Centre for Mental Health Education and Research, Delmont Private Hospital, Glen Iris, VIC, Australia.
Monash University, Clayton, VIC, Australia.
CNS Drugs. 2020 May;34(5):473-507. doi: 10.1007/s40263-020-00718-4.
Aripiprazole, brexpiprazole and cariprazine differ from all other second-generation antipsychotics due to partial agonism at the dopamine D2 and D3 receptors. In contrast to aripiprazole, brexpiprazole has lower intrinsic dopamine D2 activity and higher affinity for the serotonin 5-HT1A and 5-HT2A receptors, while cariprazine has the highest affinity for the dopamine D3 receptor, and the longest half-life. The main adverse effect of dopamine receptor partial agonists (DRPAs) is akathisia of low-to-moderate severity, which occurs in a small proportion of patients, usually in the first few weeks of treatment. While definitive conclusions concerning differences between the DRPAs require head-to-head comparison studies, on the available evidence, akathisia is probably least likely to occur with brexpiprazole and most likely with cariprazine; the risk of akathisia with aripiprazole lies in between. Weight-gain risk is low with aripiprazole and cariprazine, but moderate with brexpiprazole. Risk of sedation is low with DRPAs, as is risk of insomnia and nausea. Partial dopamine agonism leads to a low risk for hyperprolactinaemia (and probably a low risk of sexual dysfunction). Prolactin concentrations fall in some patients (particularly those with elevated levels prior to initiating the drugs). Rates of discontinuation due to adverse effects in pivotal studies were low, and on the whole, DRPAs are well tolerated. Aripiprazole has been implicated in pathological gambling and other impulse control behaviours, likely due to partial dopamine agonist activity (there have been no reports with brexpiprazole and cariprazine). The risks for diabetes and tardive dyskinesia with DRPAs are unknown, but are likely to be low. On the basis of tolerability, DRPAs should be considered as first-line treatment options, particularly in patients with early schizophrenia.
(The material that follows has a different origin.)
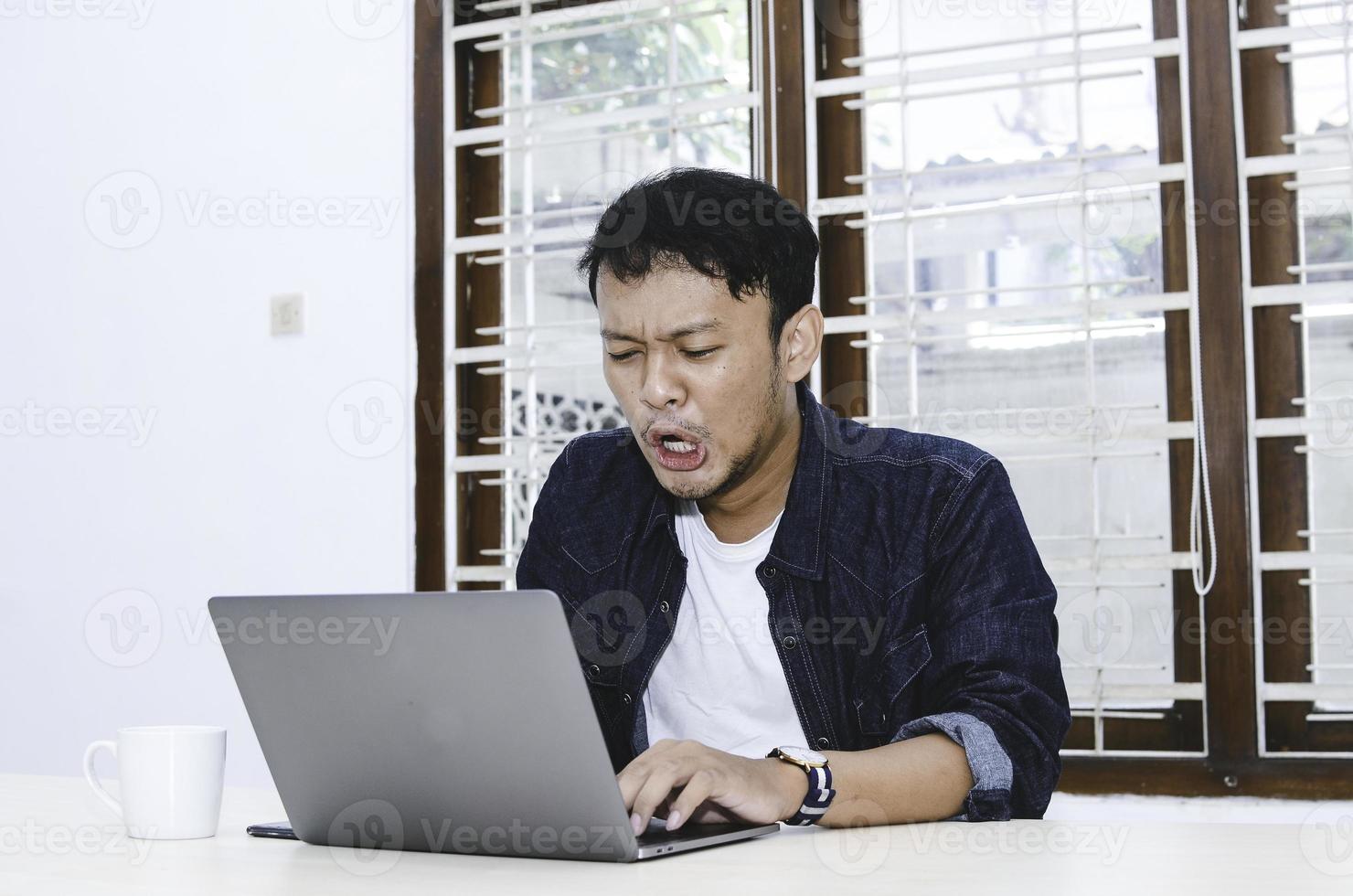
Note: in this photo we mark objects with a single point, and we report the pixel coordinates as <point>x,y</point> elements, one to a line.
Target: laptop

阿立哌唑、布瑞哌唑和卡利拉嗪与所有其他第二代抗精神病药物不同,因为它们在多巴胺 D2 和 D3 受体上具有部分激动作用。与阿立哌唑不同,布瑞哌唑的内在多巴胺 D2 活性较低,对 5-羟色胺 5-HT1A 和 5-HT2A 受体的亲和力较高,而卡利拉嗪对多巴胺 D3 受体的亲和力最高,半衰期最长。多巴胺受体部分激动剂(DRPAs)的主要不良反应是低至中度的静坐不能,这种不良反应发生在一小部分患者中,通常在治疗的头几周。虽然关于 DRPAs 之间差异的明确结论需要头对头比较研究,但根据现有证据,静坐不能最不可能发生在布瑞哌唑,最可能发生在卡利拉嗪;阿立哌唑发生静坐不能的风险介于两者之间。阿立哌唑和卡利拉嗪的体重增加风险较低,而布瑞哌唑的风险则较高。DRPAs 的镇静风险低,失眠和恶心的风险也低。部分多巴胺激动作用导致高催乳素血症的风险低(可能性功能障碍的风险也低)。一些患者的催乳素浓度下降(特别是那些在开始用药前催乳素水平升高的患者)。主要研究中因不良反应而停药的发生率较低,总的来说,DRPAs 的耐受性良好。阿立哌唑与病理性赌博和其他冲动控制行为有关,可能是由于部分多巴胺激动作用(布瑞哌唑和卡利拉嗪没有相关报道)。DRPAs 导致糖尿病和迟发性运动障碍的风险尚不清楚,但可能较低。基于耐受性,DRPAs 应被视为一线治疗选择,特别是在早期精神分裂症患者中。